BMCR 2011.10.02

Scholies à Apollonios de Rhodes. Fragments 9

, Scholies à Apollonios de Rhodes. Fragments 9. Paris: Les Belles Lettres, 2010. xlv, 576. ISBN 9782251742083. €45.00 (pb).

Les Scholies à Apollonios de Rhodes constituent un épais volume broché (578 pages), le neuvième dans la collection “Fragments” éditée aux Belles Lettres. Cette collection est un pendant à la fameuse collection “Budé”, puisqu’elle rend accessible des textes grecs souvent fragmentaires (Chrysippe, Callimaque) ou peu connus ( Scholies anciennes aux Grenouilles et au Ploutos d’Aristophane, Lettres croisées de Jérôme et Augustin, Poème judéo-hellénistique attribué à Orphée). Ces corpus sont présentés en langue originale, accompagnés d’un commentaire et d’une traduction en français.

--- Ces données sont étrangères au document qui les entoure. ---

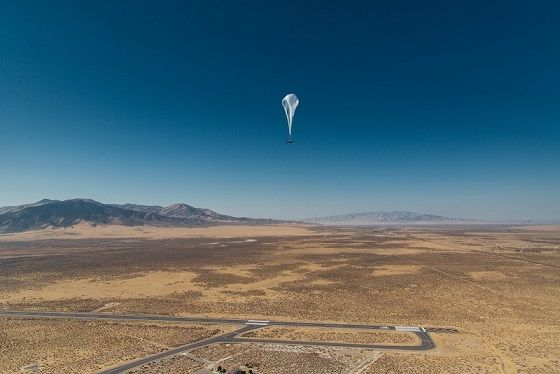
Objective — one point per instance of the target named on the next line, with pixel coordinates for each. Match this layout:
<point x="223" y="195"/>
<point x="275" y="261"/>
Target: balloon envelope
<point x="290" y="103"/>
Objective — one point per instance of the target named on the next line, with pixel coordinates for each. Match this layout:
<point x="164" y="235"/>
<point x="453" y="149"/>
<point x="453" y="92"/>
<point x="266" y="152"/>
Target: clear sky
<point x="445" y="107"/>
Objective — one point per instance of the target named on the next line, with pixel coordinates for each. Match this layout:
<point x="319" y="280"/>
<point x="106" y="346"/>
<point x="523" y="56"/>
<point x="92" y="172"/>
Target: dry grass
<point x="71" y="346"/>
<point x="499" y="286"/>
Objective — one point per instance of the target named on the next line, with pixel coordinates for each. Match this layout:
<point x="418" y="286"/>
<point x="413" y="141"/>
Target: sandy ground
<point x="87" y="231"/>
<point x="498" y="286"/>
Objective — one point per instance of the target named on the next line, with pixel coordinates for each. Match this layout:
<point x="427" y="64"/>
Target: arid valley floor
<point x="497" y="286"/>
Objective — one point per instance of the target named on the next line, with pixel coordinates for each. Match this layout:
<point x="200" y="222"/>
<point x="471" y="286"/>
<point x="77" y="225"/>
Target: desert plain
<point x="488" y="294"/>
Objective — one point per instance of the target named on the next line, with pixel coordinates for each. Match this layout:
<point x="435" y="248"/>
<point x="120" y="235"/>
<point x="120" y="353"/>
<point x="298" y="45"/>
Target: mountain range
<point x="65" y="213"/>
<point x="393" y="217"/>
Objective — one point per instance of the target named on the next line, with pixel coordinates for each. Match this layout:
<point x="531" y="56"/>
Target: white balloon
<point x="290" y="103"/>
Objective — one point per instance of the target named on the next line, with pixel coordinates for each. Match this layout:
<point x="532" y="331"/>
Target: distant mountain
<point x="56" y="213"/>
<point x="394" y="217"/>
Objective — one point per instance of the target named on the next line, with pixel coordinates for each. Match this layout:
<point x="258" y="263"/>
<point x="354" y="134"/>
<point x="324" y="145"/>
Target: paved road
<point x="172" y="352"/>
<point x="235" y="336"/>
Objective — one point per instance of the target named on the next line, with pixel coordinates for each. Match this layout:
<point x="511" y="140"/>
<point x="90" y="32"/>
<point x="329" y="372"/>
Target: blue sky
<point x="441" y="107"/>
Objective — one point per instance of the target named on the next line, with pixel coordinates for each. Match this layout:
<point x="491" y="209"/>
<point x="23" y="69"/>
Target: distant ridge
<point x="65" y="213"/>
<point x="393" y="217"/>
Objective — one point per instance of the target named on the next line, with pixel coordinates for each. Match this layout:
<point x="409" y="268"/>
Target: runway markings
<point x="253" y="322"/>
<point x="408" y="328"/>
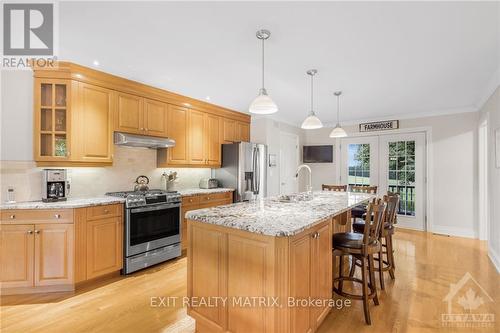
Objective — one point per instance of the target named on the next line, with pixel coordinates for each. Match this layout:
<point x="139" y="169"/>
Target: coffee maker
<point x="55" y="185"/>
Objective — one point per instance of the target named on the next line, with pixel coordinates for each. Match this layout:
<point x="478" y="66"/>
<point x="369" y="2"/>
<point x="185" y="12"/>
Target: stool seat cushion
<point x="348" y="239"/>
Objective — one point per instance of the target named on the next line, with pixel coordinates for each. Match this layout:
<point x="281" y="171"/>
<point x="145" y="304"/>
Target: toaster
<point x="209" y="183"/>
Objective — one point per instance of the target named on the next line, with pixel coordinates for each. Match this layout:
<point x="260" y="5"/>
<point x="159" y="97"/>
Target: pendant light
<point x="263" y="104"/>
<point x="312" y="122"/>
<point x="338" y="132"/>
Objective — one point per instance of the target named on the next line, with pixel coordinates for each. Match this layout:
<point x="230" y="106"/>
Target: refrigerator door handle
<point x="257" y="170"/>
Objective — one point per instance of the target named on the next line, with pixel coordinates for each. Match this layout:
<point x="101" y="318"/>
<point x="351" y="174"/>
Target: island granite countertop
<point x="273" y="217"/>
<point x="70" y="203"/>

L’auteur des Scholies à Apollonios de Rhodes, Guy Lachenaud, a été professeur à l’Université de Paris Ouest Nanterre et à l’Université de Nantes, et est connu entre autres pour ses travaux sur l’historiographie1 et sur Hérodote.2 Partisan d’une approche critique des scholies et de leur étude systématique, il donne accès, grâce à ce volume, à une masse documentaire importante qui reflète les traditions érudites de l’Antiquité et du Moyen Âge.

Le volume propose une introduction qui fait le bilan des grandes questions que peut poser ce corpus de scholies. Les principes d’édition sont énumérés avec détail : le texte grec publié est celui édité par C. Wendel en 1935, avec quelques modifications mineures indiquées ad locum. La position de G. Lachenaud est en l’espèce conservatrice, car il ne pouvait être question de reprendre l’ensemble de la question manuscrite pour cette publication. Par conséquent, G. Lachenaud propose une description détaillée des manuscrits et recense les auteurs de commentaires antiques où les scholies dans leur état actuel trouvent leur origine.

La suite de l’introduction est très riche, mais d’un usage pas toujours facile. Ainsi le catalogue des pages xix-xx (références directes ou indirectes utilisées par les commentateurs) est difficile à saisir au premier coup d’œil, et le principe même d’une liste de noms de poètes sans référence (ni au contexte des scholies, ni au passage poétique cité) est peut-être inutile en l’état.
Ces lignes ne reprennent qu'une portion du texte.